In hessischen Klassenzimmern könnte bald Rapper Haftbefehl neben Goethe stehen. Eine Petition von Frankfurter Schülern fordert die Aufnahme seiner Texte in den Lehrplan – und stößt auf erstaunlich offene Ohren beim Kultusministerium.
Die Jugendlichen argumentieren überzeugend: Haftbefehls Verse spiegeln migrantische Lebenswelten wider, die viele Schüler besser verstehen als klassische Literatur. Seine Sprachmischung aus Deutsch, Türkisch und Arabisch – bekannt als «Babo-Slang» – ist längst Teil ihrer Alltagssprache. Das Kultusministerium zeigt sich gesprächsbereit und prüft den Vorschlag ernsthaft.
«Rapper wie Haftbefehl thematisieren soziale Ungleichheit und kulturelle Identität auf eine Weise, die Jugendliche direkt erreicht», erklärt Musikpädagoge Dr. Michael Rappe. Ich erinnere mich an einen Workshop, bei dem Schüler Haftbefehls «Chabos wissen wer der Babo ist» analysierten – mit mehr Begeisterung als bei jedem Gedicht zuvor.

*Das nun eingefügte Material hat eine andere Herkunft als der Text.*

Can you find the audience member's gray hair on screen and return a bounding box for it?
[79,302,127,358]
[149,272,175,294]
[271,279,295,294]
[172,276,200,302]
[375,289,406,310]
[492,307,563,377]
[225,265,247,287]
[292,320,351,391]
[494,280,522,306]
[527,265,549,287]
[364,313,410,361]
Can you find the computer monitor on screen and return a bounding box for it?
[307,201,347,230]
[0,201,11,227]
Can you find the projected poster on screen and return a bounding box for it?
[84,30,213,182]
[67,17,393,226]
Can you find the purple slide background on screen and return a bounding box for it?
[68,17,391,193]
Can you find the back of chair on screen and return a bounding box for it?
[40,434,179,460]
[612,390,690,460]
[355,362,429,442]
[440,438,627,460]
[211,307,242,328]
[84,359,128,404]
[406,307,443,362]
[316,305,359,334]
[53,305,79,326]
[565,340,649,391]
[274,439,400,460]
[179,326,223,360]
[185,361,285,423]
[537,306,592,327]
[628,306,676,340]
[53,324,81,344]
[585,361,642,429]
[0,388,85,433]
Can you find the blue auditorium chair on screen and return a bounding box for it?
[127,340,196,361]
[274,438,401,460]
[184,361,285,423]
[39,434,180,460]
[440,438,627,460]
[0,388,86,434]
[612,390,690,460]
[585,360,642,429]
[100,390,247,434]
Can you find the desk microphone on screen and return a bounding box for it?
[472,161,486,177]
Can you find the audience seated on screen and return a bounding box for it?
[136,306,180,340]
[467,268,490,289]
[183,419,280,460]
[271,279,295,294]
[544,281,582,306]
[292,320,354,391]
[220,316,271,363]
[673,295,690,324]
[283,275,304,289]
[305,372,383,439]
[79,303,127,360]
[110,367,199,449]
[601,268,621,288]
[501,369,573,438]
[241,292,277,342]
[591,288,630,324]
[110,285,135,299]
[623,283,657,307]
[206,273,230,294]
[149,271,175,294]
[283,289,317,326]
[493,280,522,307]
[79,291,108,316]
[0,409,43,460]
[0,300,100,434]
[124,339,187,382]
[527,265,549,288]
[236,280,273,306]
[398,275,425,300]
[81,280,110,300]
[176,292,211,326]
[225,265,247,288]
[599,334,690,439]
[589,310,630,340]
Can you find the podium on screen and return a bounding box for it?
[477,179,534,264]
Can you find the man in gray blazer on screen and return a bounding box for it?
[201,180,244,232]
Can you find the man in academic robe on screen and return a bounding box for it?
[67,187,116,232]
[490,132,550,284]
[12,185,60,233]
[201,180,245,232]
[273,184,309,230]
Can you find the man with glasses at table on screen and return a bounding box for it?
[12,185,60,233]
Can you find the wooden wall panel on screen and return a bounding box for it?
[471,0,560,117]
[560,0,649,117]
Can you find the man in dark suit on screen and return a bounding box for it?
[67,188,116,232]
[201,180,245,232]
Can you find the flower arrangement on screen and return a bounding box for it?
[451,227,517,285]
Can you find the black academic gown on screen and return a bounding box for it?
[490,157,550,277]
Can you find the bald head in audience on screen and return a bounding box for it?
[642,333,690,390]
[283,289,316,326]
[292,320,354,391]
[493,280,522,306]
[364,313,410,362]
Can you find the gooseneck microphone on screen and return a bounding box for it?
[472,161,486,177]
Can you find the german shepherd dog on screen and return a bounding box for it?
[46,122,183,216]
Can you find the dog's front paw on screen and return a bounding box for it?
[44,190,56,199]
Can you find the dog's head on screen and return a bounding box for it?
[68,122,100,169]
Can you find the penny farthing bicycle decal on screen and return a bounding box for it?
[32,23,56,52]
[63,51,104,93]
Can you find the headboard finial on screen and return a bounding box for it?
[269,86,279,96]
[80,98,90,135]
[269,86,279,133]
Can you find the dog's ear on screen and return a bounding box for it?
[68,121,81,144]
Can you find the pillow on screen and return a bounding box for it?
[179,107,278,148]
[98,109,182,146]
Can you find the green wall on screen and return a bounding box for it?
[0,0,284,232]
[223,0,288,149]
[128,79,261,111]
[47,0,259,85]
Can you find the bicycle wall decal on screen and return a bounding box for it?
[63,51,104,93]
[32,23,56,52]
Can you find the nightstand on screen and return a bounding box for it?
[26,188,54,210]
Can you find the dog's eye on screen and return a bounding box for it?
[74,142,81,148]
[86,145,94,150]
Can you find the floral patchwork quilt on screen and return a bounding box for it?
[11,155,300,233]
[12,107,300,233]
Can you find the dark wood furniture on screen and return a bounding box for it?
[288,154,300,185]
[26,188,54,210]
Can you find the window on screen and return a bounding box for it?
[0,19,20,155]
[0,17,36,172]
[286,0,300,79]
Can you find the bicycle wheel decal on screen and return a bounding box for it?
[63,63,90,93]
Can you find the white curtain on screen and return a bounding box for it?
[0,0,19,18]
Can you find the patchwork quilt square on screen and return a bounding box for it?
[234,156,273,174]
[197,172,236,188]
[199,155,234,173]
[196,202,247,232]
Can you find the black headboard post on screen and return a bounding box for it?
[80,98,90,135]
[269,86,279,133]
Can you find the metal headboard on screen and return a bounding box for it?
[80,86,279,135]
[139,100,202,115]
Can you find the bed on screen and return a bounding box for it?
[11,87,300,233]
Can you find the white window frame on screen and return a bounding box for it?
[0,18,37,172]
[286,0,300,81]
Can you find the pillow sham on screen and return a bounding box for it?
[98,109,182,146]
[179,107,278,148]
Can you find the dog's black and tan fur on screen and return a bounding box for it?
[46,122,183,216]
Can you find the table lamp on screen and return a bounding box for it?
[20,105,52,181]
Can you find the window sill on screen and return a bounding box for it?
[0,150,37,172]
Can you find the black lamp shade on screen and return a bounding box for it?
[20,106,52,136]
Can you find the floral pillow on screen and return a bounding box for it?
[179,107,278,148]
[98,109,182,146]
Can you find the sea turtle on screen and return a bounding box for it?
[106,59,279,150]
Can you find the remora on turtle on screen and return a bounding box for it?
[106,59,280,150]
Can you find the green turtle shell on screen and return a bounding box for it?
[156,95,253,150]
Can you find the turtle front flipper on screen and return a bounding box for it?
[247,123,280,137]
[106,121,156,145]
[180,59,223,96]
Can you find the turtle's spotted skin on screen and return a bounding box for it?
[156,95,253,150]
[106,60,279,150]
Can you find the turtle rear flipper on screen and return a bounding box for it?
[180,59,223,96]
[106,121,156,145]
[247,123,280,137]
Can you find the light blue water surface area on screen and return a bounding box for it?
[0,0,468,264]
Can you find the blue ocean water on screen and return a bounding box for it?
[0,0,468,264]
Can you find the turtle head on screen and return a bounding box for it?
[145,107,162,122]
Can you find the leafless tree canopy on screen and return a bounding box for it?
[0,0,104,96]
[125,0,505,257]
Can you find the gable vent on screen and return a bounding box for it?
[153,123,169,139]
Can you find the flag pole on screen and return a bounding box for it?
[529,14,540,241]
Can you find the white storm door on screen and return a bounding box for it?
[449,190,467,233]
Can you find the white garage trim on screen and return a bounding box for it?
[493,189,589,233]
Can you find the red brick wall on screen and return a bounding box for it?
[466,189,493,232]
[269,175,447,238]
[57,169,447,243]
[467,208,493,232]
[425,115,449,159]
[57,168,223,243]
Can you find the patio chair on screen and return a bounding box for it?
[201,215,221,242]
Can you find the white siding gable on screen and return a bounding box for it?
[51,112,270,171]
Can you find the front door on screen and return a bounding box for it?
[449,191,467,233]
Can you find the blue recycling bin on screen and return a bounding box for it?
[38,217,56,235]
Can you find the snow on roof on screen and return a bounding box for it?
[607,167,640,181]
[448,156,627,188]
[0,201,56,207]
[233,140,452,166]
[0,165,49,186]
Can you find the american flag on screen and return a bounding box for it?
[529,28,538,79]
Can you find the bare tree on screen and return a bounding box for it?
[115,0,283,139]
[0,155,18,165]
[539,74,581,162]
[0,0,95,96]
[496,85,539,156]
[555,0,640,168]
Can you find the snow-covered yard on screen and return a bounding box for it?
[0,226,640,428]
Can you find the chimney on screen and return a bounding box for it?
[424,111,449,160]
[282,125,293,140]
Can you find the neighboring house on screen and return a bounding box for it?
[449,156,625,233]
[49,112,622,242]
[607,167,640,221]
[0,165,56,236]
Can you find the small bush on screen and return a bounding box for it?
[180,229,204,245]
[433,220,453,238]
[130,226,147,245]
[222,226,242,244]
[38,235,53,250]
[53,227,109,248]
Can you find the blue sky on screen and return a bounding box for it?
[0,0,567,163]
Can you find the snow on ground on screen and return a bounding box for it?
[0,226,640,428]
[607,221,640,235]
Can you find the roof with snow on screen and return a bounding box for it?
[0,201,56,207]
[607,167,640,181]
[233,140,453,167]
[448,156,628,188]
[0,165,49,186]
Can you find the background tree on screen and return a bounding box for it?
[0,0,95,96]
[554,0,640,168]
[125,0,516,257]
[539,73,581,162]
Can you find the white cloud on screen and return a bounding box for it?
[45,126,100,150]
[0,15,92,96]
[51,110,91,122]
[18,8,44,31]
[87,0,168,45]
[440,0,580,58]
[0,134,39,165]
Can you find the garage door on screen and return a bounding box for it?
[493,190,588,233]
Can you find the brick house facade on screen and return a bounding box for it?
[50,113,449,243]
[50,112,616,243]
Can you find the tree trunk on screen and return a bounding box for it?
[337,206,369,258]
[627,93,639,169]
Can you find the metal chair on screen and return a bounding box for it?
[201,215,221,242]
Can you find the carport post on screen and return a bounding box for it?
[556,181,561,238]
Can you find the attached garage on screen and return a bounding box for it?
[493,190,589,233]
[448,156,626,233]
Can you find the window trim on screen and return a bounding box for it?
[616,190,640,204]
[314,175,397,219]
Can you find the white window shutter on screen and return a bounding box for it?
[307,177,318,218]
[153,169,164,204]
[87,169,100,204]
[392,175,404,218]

Die Initiative aus Frankfurt steht nicht allein. Auch in NRW und Berlin werden populärkulturelle Inhalte zunehmend in Lehrpläne integriert. Rap als Kulturgut und Sprachkunst zu würdigen, könnte Brücken bauen – zwischen Generationen, Kulturen und dem, was wir als «Bildung» verstehen. Die Grenze zwischen Straße und Klassenzimmer war wohl noch nie so durchlässig.